Branding to Founders: What Law Firms Got Right and Others Haven't
Say what you want to about law firms, but some of them have nailed a great branding hack: they have taken a stodgy service provider offering and "startupized" it by customizing and branding their work to appeal to founders. Of course, this isn't just a branding task, there's often real substance behind it -- a solid startup-savvy lawyer can be one of the most critical partnership decisions a CEO makes. But the mere fact that so many first-time founders understand the value of a great law firm is pretty remarkable. 83(b) elections, for instance, are now common knowledge in the startup community, and it doesn't take most CEOs more than five minutes to track down some publicly-released template seed funding documents. These firms aren't simply generous -- cultivating a client pool of top seed-stage startups can be a huge win down the road for a service provider when those companies get bigger and pay bigger fees. But as far as I can tell, the path that startup-friendly law firms blazed hasn't been followed by other service providers, even ones with a similar relationship to entrepreneurs. Who is the Wilson Sonsini or Gunderson of the accounting world, for instance? There isn't one, but funded startups still pay for outside tax and bookkeeping work. I've spoken with several VCs who believe that the lack of startup-savvy accounting and CFO expertise is a talent crisis only exceeded by the deficit of hackers.
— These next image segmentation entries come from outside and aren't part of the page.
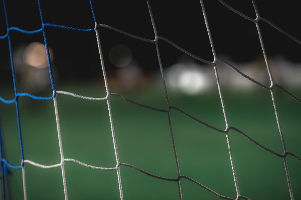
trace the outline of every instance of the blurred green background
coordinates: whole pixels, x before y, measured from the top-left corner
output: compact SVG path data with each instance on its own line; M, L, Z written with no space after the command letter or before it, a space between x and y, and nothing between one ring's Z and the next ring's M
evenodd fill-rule
M95 82L64 84L58 90L94 97L105 96ZM111 91L114 92L113 91ZM301 92L293 91L297 96ZM7 91L8 96L10 94ZM283 152L270 91L223 91L229 125L239 129L276 153ZM287 151L301 155L299 103L283 91L274 90ZM123 93L121 92L122 93ZM152 107L166 109L162 89L150 87L123 96ZM170 92L172 106L217 128L225 127L217 90L196 96ZM107 107L105 101L93 101L58 94L57 105L64 153L98 166L116 166ZM110 99L117 147L121 162L133 165L154 174L177 178L167 114L134 105L116 97ZM60 162L52 100L19 98L24 157L43 165ZM14 104L0 103L2 127L7 156L20 165L21 156ZM182 175L188 176L222 195L234 199L235 188L225 134L171 111L171 123ZM283 159L262 149L233 130L229 137L241 195L253 199L290 199ZM299 161L287 157L295 199L301 198ZM66 162L65 167L70 199L118 199L116 171L93 169ZM25 164L28 199L63 199L61 168L44 169ZM21 169L10 169L7 195L23 198ZM178 199L175 182L157 179L128 167L120 167L125 199ZM219 199L188 180L181 180L183 199Z

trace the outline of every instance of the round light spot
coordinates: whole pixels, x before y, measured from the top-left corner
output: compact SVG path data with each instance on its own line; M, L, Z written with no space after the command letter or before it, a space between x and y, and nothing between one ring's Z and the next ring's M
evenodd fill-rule
M123 44L113 46L109 53L110 61L114 65L119 67L127 66L131 62L132 58L131 49Z
M49 48L51 60L53 59L52 50ZM24 62L37 68L48 66L47 54L45 45L39 42L33 42L27 46L23 55Z

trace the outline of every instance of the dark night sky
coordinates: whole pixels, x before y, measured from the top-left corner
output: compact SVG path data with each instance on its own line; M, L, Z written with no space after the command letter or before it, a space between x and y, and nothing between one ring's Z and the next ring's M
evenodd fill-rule
M94 22L88 1L42 1L44 22L80 28L93 28ZM212 61L213 56L200 1L152 1L150 5L158 34L188 51ZM251 1L225 0L229 5L253 18L256 17ZM218 56L226 55L237 62L250 61L262 57L254 23L230 10L217 1L204 0L204 4L215 50ZM261 16L297 38L301 39L299 25L301 19L300 1L256 1ZM10 27L27 30L40 28L41 22L35 1L6 1ZM94 1L96 20L131 34L153 39L154 34L146 1ZM0 12L0 35L6 33L3 7ZM301 61L300 45L263 22L259 22L269 56L283 55L296 62ZM54 66L69 77L89 77L100 70L90 70L99 63L95 32L74 31L46 27L47 42L54 54ZM114 67L108 61L108 52L114 45L123 43L132 50L133 57L144 69L158 69L155 45L129 37L110 29L99 29L105 63L108 70ZM43 42L40 32L32 34L10 32L14 49L20 44ZM159 42L164 67L176 62L183 53L162 40ZM0 73L3 65L9 64L7 38L0 40ZM94 70L94 71L93 71ZM3 77L3 76L2 76Z

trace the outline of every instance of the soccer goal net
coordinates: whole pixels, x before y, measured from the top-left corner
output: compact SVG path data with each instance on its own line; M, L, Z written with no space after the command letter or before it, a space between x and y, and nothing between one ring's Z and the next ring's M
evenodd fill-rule
M265 1L3 0L2 199L301 199L301 2Z

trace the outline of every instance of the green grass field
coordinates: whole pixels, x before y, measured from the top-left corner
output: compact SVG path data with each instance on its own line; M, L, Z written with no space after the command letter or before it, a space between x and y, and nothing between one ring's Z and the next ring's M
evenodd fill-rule
M57 89L88 96L105 96L103 88L89 83L63 84ZM222 91L229 126L282 154L270 91L263 89L243 93ZM274 91L287 151L300 157L301 106L280 90L275 88ZM291 91L301 97L299 90ZM6 97L13 95L11 91L3 92ZM120 94L144 105L167 108L163 90L150 88L143 92ZM193 97L169 94L172 106L217 128L225 128L217 89ZM62 94L57 97L65 158L98 166L115 167L106 101ZM110 101L120 161L156 175L176 178L167 113L139 107L114 96ZM53 101L21 97L19 101L25 159L45 165L59 163ZM0 112L6 158L11 164L20 165L14 104L0 102ZM171 110L171 115L181 174L221 195L236 198L225 134L175 110ZM290 199L283 159L236 131L230 130L229 135L241 195L252 199ZM287 159L295 199L301 199L301 163L290 156ZM67 162L65 167L69 199L120 199L116 171L98 170ZM120 169L125 199L178 199L176 182L155 178L129 167L121 166ZM10 170L11 197L23 199L21 170ZM60 168L44 169L26 163L25 170L29 199L64 199ZM186 179L182 179L181 184L184 199L220 199Z

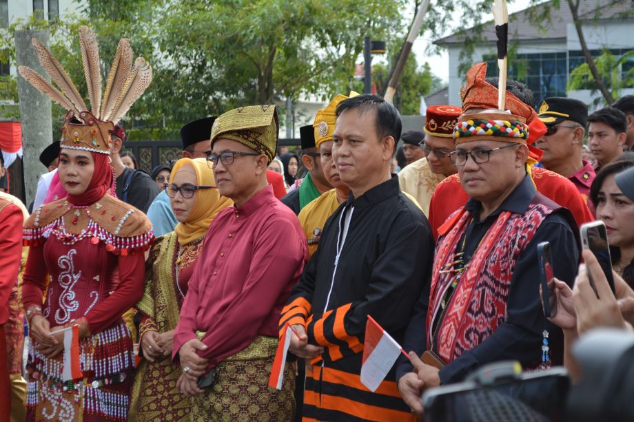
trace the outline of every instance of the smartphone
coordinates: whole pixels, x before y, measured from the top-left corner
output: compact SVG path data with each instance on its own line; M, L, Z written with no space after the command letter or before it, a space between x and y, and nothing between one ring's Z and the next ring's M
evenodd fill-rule
M582 224L581 231L581 244L584 249L590 249L590 251L597 257L597 260L601 265L601 269L608 280L608 284L612 293L614 293L614 277L612 275L612 257L610 256L610 245L608 244L608 232L606 231L605 223L602 221L593 221L592 222ZM594 280L592 279L592 275L588 270L587 265L586 270L588 271L588 277L590 279L590 285L594 289L595 293L597 293L597 288L595 285ZM597 294L598 297L598 294Z
M542 307L546 317L557 315L557 297L555 295L555 272L553 270L553 257L551 244L542 242L537 245L540 260L540 280L542 284Z

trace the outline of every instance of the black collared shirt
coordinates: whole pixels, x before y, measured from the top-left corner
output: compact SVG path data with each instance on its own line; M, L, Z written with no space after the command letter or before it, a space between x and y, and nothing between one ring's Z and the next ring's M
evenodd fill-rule
M482 220L480 220L482 204L470 199L465 205L473 218L465 231L464 249L467 259L471 259L480 240L502 211L523 214L535 193L535 186L526 176L498 209ZM546 217L517 260L507 299L504 323L486 340L471 350L463 352L460 357L442 369L439 373L442 383L458 381L478 366L493 361L518 360L524 363L538 361L541 359L540 341L544 329L549 333L551 345L561 344L562 331L544 316L540 297L537 245L546 241L551 243L555 276L573 285L579 263L578 244L569 220L562 212L554 212ZM429 299L428 291L417 305L416 315L410 321L403 345L406 350L413 350L419 355L426 348L425 324ZM562 352L561 348L552 348L554 350L551 352L551 357L554 353ZM409 361L400 359L397 380L410 370L411 366Z
M336 266L338 242L340 248L346 217L351 213ZM306 299L311 305L313 321L322 318L325 308L338 315L325 317L321 326L325 337L338 345L343 355L333 361L325 353L327 367L356 374L361 369L362 354L338 339L331 322L343 321L346 334L362 342L370 315L397 341L402 341L416 301L424 287L429 291L433 249L427 218L400 191L396 177L359 198L351 194L330 216L317 251L287 302ZM348 304L349 308L343 310ZM309 327L309 342L315 344L311 333Z

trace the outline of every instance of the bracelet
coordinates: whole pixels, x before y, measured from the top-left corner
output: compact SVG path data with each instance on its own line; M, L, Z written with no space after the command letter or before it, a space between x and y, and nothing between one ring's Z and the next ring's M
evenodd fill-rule
M31 325L31 319L32 319L33 317L35 315L41 316L42 308L37 305L32 305L26 310L26 321L29 325Z

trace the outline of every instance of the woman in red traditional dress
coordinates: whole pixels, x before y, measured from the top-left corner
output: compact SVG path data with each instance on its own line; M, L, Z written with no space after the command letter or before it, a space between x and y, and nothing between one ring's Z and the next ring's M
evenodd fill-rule
M30 246L22 301L31 337L31 421L127 419L134 357L121 315L143 295L143 252L153 239L147 217L114 197L109 156L114 124L147 87L151 70L143 59L131 65L129 43L121 40L101 104L96 39L86 27L80 29L80 39L90 112L59 63L34 39L43 67L63 92L19 68L34 86L69 109L58 168L68 196L41 206L24 227L24 243ZM122 79L126 83L119 85ZM64 328L75 326L78 333L71 332L79 336L79 353L64 338L71 333ZM65 355L74 356L65 362Z

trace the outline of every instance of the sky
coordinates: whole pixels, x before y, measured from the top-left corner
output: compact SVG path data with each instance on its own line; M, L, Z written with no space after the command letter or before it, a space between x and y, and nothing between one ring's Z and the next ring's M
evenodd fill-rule
M433 0L431 0L430 7L433 7ZM507 6L507 9L509 10L509 14L514 13L520 10L523 10L529 7L531 3L531 0L515 0L513 3ZM413 10L411 11L411 13L413 13ZM456 23L460 21L460 16L461 12L456 12L454 13L456 15L456 19L453 21ZM411 19L413 19L411 18ZM493 19L493 13L491 13L491 19ZM458 25L453 26L453 28L447 28L447 32L442 35L442 36L446 36L453 32L453 30L458 26ZM439 37L442 38L442 37ZM433 63L431 67L432 72L442 79L445 83L448 82L447 76L449 74L449 57L447 54L447 50L442 50L441 54L435 54L433 56L427 56L425 54L425 49L427 45L432 43L432 42L436 39L436 38L432 38L431 35L427 32L423 32L422 35L419 35L418 38L416 39L416 41L414 42L413 45L412 46L412 52L416 53L416 59L418 62L418 65L422 66L425 63L429 62L431 65Z

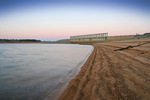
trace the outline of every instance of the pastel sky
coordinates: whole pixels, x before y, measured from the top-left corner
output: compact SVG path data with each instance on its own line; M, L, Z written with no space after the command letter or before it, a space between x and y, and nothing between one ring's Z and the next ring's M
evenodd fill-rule
M150 0L0 0L0 39L150 32Z

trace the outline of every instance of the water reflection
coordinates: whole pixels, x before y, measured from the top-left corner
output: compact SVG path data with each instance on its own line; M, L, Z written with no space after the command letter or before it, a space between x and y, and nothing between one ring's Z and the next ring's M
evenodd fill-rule
M0 100L41 100L77 71L92 46L0 44ZM74 75L74 74L70 74Z

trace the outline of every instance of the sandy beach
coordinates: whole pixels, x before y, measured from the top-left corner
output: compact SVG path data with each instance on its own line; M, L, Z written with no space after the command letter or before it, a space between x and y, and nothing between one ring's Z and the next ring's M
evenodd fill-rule
M59 100L149 100L150 38L93 46Z

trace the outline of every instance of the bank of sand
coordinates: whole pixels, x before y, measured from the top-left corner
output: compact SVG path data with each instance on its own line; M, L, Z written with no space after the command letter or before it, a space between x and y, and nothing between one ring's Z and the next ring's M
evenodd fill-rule
M150 38L94 44L59 100L150 100ZM139 47L114 51L127 46Z

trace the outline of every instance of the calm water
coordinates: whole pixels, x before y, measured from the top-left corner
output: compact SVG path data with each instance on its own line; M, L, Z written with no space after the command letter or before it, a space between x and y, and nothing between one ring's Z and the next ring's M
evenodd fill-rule
M92 50L87 45L0 44L0 100L56 97Z

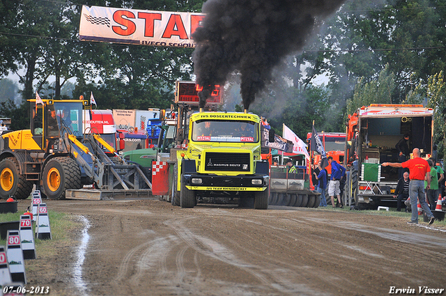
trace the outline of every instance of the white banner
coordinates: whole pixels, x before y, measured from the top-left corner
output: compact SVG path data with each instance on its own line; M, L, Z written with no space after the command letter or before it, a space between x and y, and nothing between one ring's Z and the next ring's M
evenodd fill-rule
M205 15L82 6L79 38L100 41L174 47L195 47L192 34Z
M307 151L307 144L300 139L289 127L284 123L284 139L291 141L293 146L293 153L303 154L307 159L309 159L309 155Z

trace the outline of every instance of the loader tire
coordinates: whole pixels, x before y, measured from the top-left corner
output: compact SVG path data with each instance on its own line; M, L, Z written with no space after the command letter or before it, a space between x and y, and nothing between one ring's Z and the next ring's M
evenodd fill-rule
M284 205L289 205L290 201L291 201L291 194L290 194L289 193L286 193L284 196Z
M183 180L181 174L181 190L180 191L180 205L181 208L194 208L197 204L197 197L193 190L189 190Z
M298 198L295 200L295 203L294 204L295 207L300 207L302 205L302 203L304 200L303 194L298 194Z
M254 197L254 208L256 210L268 209L268 188L263 191L256 192Z
M295 193L292 193L290 196L290 203L288 205L290 207L294 207L295 205L295 202L298 200L298 195Z
M316 196L313 194L308 194L308 203L307 203L307 208L313 208L314 206Z
M0 162L0 198L10 196L16 199L26 199L33 190L33 182L20 175L19 163L15 157L5 158Z
M172 178L172 205L180 205L180 192L176 189L178 179L178 164L174 165L174 178Z
M43 192L50 199L65 199L66 191L81 188L81 170L70 157L54 157L43 169Z

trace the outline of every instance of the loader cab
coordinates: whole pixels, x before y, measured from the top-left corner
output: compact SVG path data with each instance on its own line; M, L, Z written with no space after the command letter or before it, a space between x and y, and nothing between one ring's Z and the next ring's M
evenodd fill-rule
M59 138L65 133L81 137L83 105L85 100L43 100L43 104L31 100L31 132L40 148L52 153L57 149Z

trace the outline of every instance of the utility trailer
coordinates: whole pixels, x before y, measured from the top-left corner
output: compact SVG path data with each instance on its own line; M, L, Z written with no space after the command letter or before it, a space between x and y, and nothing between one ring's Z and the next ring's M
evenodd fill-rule
M270 175L270 197L271 205L318 208L321 194L310 190L309 178L305 169L297 173L289 173L286 166L271 166Z
M374 209L383 203L396 203L393 194L401 171L380 164L399 162L395 146L405 134L409 135L410 152L417 148L422 157L435 157L433 115L432 109L421 104L372 104L348 116L347 205Z
M34 185L52 199L86 185L150 192L151 183L138 165L125 162L92 129L84 130L87 100L29 101L30 129L0 137L1 198L26 198Z

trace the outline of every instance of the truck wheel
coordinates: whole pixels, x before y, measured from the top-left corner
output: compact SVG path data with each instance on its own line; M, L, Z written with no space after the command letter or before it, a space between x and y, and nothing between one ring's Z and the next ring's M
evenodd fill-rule
M247 208L252 209L254 208L254 198L253 197L239 197L238 198L238 208Z
M180 205L180 192L176 189L178 179L178 164L174 165L174 180L172 181L172 205Z
M81 170L70 157L54 157L43 169L43 191L48 198L65 199L66 191L81 188Z
M277 201L276 201L277 205L283 205L284 198L285 198L285 194L283 192L279 192L277 194Z
M0 162L0 198L13 196L17 199L26 199L33 190L33 183L20 175L19 163L15 157L5 158Z
M270 193L270 195L268 196L268 205L272 205L272 198L274 197L274 193L271 192Z
M181 174L181 190L180 191L180 205L181 208L194 208L196 204L195 192L186 188Z
M270 205L274 205L277 202L277 192L271 192L271 201L270 202Z
M295 200L295 203L294 204L295 207L300 207L302 205L302 202L304 200L303 194L298 194L298 198Z
M320 204L321 204L321 196L316 195L316 201L314 202L314 206L313 208L318 208Z
M308 203L307 203L307 208L313 208L314 206L316 196L313 194L308 194Z
M284 196L284 205L288 206L290 205L290 201L291 201L291 194L289 193L286 193Z
M290 207L294 207L296 201L298 200L298 195L292 193L290 196L290 203L288 205Z
M308 203L308 194L302 194L302 203L300 204L300 207L305 208L307 203Z
M256 192L254 197L254 208L256 210L268 209L268 188L263 191Z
This is a branding problem that certain law firms have solved and other service providers haven't. Because some firms have established thought leadership, savvy founders --even first-time founders -- know what law firm they want, and they find an intro to that firm. The discovery process for (say) accountants is totally different, as there aren't any branded, aspirational accounting firms that appeal to founders. Rather, many founders simply use a friend of a friend or family member to do their tax and accounting work or get a poorly-researched referral from another entrepreneur. This is a huge missed opportunity for everyone, especially the service providers.
Accounting firms aren't the only ones missing the boat. Here are a few others, although I'm sure there are more:
PEOs and Payroll Providers: I've never met a founder who has enjoyed working with a PEO or payroll provider. Dealing with payroll, workers' comp, insurance, taxes, health coverage and similar headaches is a huge pain, and the PEOs and payroll providers I've seen have punted on every opportunity to make it easier. Rather than crafting a unique value prop for startups and charging appropriately, these firms make the mistake of treating startups as "small versions of large companies", assume that every startup has a dozen departments, charge too little and deliver way too little.
Wealth Management: I'm writing in more detail on this topic in this week's letter.ly. But in brief, I think wealth management organizations -- despite their traditional sales-heavy tactics -- are missing a huge opportunity by not developing a savvier brand that can appeal to founders. Of all the wealth management groups, I figure at least one of them would acknowledge the lessons of the Bay Area finance revolution and focus their specialization on risk mitigation and alternative asset classes like P2P lending and real estate.
Office Hardware: The traditional office copier leasing process is miserable for entrepreneurs -- which is a shame, because there are a lot of benefits to leasing a machine rather than maintaining your own. Have an office with a mix of Macs and PCs or fewer than two years of tax returns? Good luck.
All of these industries are ripe to be disrupted by savvy service providers that are willing to craft brands and offerings that appeal directly to founders. It's easier than ever to start a company, and there are far more startups and founders today than there ever have been. So who will tackle the new market?